Building Starts on Plant to Convert Plutonium

Building Starts on Plant to Convert Plutonium – New York Times

Building Starts on Plant to Convert Plutonium
Stephen Morton for The New York TimesWork beginning on Wednesday at the $4.8 billion Mixed Oxide Fuel Fabrication Facility in Aiken, S.C. The Energy Department plans call for the production of reactor fuel from plutonium wastes to start in 2016.
By MATTHEW L. WALD
Published: August 3, 2007

AIKEN, S.C., Aug. 1 — Construction began here this week on a factory to turn plutonium recycled from nuclear weapons into fuel for civilian power reactors, a swords-to-plowshares concept first seriously proposed more than a decade ago.

The Bush administration says the plant, which will cost an estimated $4.8 billion to build and more than $100 million a year to run, will reduce the threat of nuclear fuel’s falling into the wrong hands.

Some advocates of arms control say it creates potential new risks.

“It was necessary to make this material during the cold war, for U.S. national security, and it’s necessary for us to dispose of it now,” William H. Tobey, deputy administrator of the National Nuclear Security Administration for Defense Nuclear Nonproliferation, said Wednesday at the site.

Across the street is a plant that for decades churned out plutonium, scavenging the precious material molecule by molecule from irradiated uranium. The work created vast tanks of nuclear waste that the Energy Department continues to work to stabilize. The conversion now to reactor fuel will create more waste.

The project is supposed to be part of a synchronized effort with Russia to destroy plutonium.

Ultimately, the plant here, as well as the plants that Moscow wants to build, could help pave the way for more use of plutonium in civil commerce. The Russians, who see the plutonium as an asset, want to use it in a new reactor that could be set up to consume plutonium faster than it creates it or that could be set up to “breed,” making more material than it consumes.

As a result, some private arms-control experts have soured on the project.

“There is not a lot of reduction in national security risk associated with this program,” Thomas Cochran, a weapons expert at the Natural Resources Defense Council, said. “The U.S. might just as well store the stuff.”

Henry D. Sokolski, executive director of the Nonproliferation Policy Education Center in Washington, said the Aiken plant could have a role in the Bush administration plan for new reactors to recycle plutonium and other materials, producing an abundance of nuclear fuel but reducing waste value. But Mr. Sokolski and others see technical problems with that idea, called the Global Nuclear Energy Partnership, and suggest that it would also put more plutonium into commerce.

“The program has a negative value as a nonproliferation effort,” Mr. Sokolski wrote in an e-mail message.

Laura Holgate, who was director of the office of fissile materials disposition in the Clinton administration, said in a telephone interview that building the plant in South Carolina was “the least bad option.”

“I think it’s a good idea to dispose of plutonium,” Ms. Holgate said.
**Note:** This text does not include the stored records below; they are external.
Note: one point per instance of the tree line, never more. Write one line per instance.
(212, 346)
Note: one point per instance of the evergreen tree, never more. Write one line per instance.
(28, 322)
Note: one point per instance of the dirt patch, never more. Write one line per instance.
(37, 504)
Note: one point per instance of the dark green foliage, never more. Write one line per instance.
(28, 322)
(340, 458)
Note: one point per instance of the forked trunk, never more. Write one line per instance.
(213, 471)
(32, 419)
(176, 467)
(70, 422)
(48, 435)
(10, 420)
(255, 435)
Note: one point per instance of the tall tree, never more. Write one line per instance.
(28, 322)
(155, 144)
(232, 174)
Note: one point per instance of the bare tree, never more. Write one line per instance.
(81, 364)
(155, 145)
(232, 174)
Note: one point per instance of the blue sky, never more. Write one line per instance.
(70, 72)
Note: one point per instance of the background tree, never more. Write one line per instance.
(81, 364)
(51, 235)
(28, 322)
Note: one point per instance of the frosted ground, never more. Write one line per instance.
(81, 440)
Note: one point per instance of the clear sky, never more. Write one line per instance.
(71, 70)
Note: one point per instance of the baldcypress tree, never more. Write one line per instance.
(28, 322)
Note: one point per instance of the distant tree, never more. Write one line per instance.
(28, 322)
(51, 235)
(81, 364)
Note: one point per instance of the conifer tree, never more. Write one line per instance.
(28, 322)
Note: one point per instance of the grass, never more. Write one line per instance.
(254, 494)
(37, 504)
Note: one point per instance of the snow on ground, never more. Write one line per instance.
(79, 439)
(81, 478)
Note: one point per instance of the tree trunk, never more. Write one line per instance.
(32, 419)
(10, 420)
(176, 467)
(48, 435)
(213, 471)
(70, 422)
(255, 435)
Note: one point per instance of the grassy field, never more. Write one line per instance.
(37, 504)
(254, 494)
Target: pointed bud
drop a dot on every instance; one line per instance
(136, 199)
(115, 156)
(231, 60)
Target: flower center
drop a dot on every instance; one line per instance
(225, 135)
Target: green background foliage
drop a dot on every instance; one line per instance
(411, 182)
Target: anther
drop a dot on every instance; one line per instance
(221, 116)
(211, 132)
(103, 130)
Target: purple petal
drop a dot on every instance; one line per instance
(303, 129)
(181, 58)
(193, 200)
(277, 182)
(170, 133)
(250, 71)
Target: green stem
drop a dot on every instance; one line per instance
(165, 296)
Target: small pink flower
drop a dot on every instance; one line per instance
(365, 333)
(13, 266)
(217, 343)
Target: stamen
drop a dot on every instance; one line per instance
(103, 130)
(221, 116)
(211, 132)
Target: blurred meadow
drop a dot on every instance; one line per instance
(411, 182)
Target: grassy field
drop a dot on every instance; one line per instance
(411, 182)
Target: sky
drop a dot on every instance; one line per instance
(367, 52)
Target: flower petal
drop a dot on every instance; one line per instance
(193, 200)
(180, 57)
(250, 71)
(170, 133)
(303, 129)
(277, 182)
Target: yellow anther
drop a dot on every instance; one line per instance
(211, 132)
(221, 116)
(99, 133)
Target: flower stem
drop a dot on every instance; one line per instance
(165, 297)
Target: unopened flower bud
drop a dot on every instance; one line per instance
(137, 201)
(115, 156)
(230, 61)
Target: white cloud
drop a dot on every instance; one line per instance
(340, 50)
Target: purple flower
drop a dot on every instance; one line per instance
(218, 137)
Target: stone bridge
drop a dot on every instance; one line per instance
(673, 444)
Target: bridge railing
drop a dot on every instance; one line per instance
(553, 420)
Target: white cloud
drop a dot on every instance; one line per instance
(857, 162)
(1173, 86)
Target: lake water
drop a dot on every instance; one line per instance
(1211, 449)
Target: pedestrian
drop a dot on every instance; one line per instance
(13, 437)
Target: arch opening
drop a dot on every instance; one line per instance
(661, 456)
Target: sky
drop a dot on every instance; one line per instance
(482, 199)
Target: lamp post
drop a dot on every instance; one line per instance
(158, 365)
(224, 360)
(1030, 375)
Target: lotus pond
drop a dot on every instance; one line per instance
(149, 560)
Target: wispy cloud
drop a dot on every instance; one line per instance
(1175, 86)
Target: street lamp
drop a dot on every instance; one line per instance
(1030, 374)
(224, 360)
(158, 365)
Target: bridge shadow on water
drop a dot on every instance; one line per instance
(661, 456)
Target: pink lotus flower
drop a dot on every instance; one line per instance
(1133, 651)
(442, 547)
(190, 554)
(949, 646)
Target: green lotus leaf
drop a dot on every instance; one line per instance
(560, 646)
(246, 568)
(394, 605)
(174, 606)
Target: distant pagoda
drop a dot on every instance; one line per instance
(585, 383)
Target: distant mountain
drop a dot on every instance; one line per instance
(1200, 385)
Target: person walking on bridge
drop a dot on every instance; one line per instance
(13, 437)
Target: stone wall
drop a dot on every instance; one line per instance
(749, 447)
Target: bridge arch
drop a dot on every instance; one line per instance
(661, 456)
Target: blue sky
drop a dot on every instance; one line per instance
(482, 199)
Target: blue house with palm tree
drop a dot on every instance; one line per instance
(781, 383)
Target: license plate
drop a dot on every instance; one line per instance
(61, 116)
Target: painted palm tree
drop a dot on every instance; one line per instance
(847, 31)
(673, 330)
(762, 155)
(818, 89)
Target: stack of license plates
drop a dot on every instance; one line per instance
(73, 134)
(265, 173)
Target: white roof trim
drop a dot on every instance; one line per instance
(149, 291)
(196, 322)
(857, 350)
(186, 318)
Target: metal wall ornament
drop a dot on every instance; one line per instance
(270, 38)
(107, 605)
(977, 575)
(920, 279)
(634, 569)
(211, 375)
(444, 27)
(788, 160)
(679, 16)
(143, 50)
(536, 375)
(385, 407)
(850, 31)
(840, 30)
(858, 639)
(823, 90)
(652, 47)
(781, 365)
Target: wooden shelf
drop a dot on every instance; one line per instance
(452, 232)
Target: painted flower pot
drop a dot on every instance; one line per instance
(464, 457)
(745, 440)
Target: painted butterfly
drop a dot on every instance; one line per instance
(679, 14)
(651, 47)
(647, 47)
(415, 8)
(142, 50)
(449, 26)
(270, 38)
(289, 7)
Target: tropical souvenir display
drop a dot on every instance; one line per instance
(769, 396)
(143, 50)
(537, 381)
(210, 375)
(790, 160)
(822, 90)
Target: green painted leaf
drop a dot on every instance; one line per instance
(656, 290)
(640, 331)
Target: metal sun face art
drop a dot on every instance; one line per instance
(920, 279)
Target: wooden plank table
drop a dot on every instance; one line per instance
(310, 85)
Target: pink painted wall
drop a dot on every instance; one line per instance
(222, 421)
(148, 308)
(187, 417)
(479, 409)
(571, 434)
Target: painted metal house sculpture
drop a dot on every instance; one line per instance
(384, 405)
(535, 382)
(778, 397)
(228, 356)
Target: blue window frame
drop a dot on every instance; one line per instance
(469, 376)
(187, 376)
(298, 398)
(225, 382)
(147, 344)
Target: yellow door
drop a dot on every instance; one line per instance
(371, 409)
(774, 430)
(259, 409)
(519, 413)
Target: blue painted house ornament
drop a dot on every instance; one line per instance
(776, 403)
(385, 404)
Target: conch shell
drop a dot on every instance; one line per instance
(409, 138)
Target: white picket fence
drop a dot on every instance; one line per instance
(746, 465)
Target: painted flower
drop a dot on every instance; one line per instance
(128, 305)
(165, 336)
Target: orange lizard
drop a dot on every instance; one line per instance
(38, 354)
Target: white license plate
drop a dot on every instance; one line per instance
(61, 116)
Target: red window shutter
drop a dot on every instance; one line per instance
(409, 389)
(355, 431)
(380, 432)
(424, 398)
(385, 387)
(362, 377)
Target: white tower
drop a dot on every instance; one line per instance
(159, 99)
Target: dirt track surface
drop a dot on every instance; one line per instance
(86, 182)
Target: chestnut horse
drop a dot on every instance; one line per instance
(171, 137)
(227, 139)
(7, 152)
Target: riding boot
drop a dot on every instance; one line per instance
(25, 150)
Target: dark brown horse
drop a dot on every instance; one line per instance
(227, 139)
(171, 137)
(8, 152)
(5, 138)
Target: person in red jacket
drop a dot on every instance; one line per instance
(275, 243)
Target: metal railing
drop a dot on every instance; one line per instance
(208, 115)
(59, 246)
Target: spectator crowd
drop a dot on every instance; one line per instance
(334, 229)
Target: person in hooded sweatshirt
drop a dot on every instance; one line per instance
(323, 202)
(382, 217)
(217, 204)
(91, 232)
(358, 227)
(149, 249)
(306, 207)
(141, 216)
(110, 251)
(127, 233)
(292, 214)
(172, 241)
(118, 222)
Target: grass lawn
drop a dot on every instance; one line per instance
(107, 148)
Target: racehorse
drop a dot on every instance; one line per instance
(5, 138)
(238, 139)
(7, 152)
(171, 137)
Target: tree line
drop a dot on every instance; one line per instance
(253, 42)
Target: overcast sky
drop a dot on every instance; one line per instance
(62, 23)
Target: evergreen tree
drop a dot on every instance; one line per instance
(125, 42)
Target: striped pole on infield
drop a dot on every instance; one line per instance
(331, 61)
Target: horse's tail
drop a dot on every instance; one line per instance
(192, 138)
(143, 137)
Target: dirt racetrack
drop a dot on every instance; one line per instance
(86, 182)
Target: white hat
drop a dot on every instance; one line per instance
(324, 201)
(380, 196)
Conversion to reactor fuel would inspire the Russians to use their material in a reactor in a way that would cut the total stock, she said.

Some opposition to the fuel plant, she said, comes from people who oppose any form of nuclear power.

The beginning of work represents a milestone, though somewhat delayed. The United States and Russia agreed in 2000 that each would destroy 34 metric tons of plutonium, enough for thousands of weapons. The pact was signed, with some fanfare, by Vice President Al Gore and Prime Minister Mikhail Kasyanov of Russia.

The plan is for the plant here to begin producing reactor fuel in 2016.

Russia, plagued by financial and legal difficulties, has some of its infrastructure in place and might begin by then.

Asked about the idea that nurturing a plutonium industry could raise risks, Mr. Tobey said: “This plutonium already exists. Now we need to dispose of it.”